What many of the gawking mindless herd mistake for oratory genius is really an insidious rhetorical cunning that is as dishonest as it is, ultimately, meaningless. 

Obama promises to “tackle the federal deficit”, but also to “press ahead with his plan to overhaul the nation’s health-care system” and “stimulate the economy and create jobs”.  He wants to give “tax breaks and incentives” but maintain “government spending efforts”.  The president says he wants to be fiscally responsible and enact a “budget freeze” on “some discretionary spending”, but also that he will increase discretionary “spending programmes” in other areas like education.
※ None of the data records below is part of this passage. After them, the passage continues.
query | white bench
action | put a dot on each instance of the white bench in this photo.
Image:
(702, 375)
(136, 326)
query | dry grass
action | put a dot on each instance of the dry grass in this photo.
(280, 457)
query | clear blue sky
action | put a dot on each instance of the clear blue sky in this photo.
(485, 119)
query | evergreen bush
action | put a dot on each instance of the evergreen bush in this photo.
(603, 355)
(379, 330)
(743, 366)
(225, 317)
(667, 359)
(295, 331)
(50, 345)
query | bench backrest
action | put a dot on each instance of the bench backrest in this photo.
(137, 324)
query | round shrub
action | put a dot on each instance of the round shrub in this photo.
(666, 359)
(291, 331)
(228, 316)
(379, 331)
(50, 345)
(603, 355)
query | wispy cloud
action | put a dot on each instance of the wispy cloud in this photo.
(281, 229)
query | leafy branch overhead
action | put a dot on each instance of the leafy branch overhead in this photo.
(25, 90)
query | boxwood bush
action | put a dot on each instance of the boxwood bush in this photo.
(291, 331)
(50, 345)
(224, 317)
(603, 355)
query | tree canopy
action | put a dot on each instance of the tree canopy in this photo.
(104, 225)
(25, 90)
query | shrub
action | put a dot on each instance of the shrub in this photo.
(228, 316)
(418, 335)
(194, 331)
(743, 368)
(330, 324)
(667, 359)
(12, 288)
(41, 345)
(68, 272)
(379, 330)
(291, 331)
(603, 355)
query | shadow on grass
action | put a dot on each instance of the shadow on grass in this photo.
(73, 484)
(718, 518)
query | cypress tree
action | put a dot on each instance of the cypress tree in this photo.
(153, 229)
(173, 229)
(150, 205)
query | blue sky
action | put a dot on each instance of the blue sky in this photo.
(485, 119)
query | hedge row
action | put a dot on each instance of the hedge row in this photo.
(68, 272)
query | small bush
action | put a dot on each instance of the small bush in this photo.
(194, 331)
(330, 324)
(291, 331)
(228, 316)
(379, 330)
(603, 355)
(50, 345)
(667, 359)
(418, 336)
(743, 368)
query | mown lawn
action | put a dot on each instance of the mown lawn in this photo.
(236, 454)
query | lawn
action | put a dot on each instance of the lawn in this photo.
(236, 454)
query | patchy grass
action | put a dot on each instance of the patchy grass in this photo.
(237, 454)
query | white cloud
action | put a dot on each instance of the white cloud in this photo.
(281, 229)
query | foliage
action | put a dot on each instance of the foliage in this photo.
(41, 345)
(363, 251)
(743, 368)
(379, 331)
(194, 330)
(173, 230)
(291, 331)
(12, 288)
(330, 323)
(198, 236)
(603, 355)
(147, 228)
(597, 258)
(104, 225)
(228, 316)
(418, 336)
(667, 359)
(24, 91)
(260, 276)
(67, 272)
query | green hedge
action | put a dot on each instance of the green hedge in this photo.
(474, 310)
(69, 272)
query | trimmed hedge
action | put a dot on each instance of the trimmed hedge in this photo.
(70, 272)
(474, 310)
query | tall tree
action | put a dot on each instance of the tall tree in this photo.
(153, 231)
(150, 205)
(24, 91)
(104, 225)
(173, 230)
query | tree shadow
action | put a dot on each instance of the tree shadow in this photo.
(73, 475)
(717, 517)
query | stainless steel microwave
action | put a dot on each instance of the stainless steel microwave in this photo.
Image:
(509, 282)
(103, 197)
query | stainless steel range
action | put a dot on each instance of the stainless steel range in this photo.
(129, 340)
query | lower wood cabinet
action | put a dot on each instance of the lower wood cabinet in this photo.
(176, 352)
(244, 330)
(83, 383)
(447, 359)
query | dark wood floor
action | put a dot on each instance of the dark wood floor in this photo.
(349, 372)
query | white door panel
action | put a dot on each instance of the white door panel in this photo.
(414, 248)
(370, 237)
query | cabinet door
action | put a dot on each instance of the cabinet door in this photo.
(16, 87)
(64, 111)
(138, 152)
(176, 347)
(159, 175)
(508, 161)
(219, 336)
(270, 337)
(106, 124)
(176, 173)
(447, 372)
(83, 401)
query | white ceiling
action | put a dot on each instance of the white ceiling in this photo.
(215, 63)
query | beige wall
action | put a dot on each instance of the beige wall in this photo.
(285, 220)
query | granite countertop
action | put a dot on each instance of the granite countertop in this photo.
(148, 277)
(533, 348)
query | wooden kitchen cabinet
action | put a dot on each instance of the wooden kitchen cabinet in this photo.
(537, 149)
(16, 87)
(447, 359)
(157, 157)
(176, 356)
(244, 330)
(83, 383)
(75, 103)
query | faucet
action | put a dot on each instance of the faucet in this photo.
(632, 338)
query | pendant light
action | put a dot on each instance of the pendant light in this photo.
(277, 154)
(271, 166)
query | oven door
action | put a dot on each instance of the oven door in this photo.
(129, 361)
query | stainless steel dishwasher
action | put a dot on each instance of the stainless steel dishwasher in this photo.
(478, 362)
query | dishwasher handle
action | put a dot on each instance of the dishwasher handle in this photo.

Bottom line: US debt is growing rampantly and will keep growing rampantly.  Trite words or appeasement do not change that fact.  The numbers don’t lie.

In his speech Obama also said that he hated the bank bailout.  He then went on to say that $30 billion of the money paid back by the big banks that were bailed out with TARP should be used to assist community banks that give loans to small businesses. 

Message: Propping up the big bad ugly wolves on Wall St is bad, but propping up everyone else is ok – Classic populism.

Obama’s other favourite trick is to frame his position as the well thought-out, carefully considered, moderate, sensible, centrist position, devoid of dangerous ideology and petty partisan minutia.  He does this by often prefacing his own platitudinous nullities with rote phrases like, “tired battles”, “petty politics of the past”, “tired old grievances”, “the same old partisan politics” etc, as in: “It’s time to set aside the tired partisan politics of the past and move toward…[insert Obama agenda here].

In this way, those who disagree with Obama’s polemic are seen to be small, petty, self-serving parasites while King Barack and those beautiful souls who join him at his right hand represent the new enlightened ‘politics of the future’. 

Back in the real world however the edifice that was Obama’s infallible greatness is crumbling faster than you can say Troubled Asset Relief Programme.  Obama is a clever man and his political strategy is good, but it’s not that good, and Massachusetts proved it.  People are realising that it doesn’t matter if a president’s hugability rating is off the charts, or his oratory leaves the ladies a bit hot under the collar, if he mortgages your future prosperity in the name of daft Keynesian stimulus ideologies, partisan Democrat healthcare ideals, and a tax-the-rich wealth destroying agenda, he’s not working in your best interest. 

For a very savvy politician Obama has surprisingly grown badly out of touch in year-1 of his presidency.  This was perhaps best summed up in his speech yesterday when he said,

“We have to recognize we have more than a deficit of dollars right now. We have a deficit of trust.”

A deficit of trust there no doubt is, but it springs largely from the deficit of dollars and Obama has piled that deficit recklessly high and will continue to do. 

Contrary to what the world likes to think, American’s aren’t stupid.  They see what their leaders are doing at a state and federal level by racking up absurd and ultimately un-payable debts and they get that in reality the buck stops with them, not the cosy politicians who’ll forever waft in and out of power with scant accountability. 

If Mr. Obama and his Democrat groupies don’t get that the trust deficit and the dollar deficit are one and the same thing, they’ll get smashed in Congress in 2010 and in the 2012 presidential election. 

Americans to Obama: ”It’s the debt, stupid.”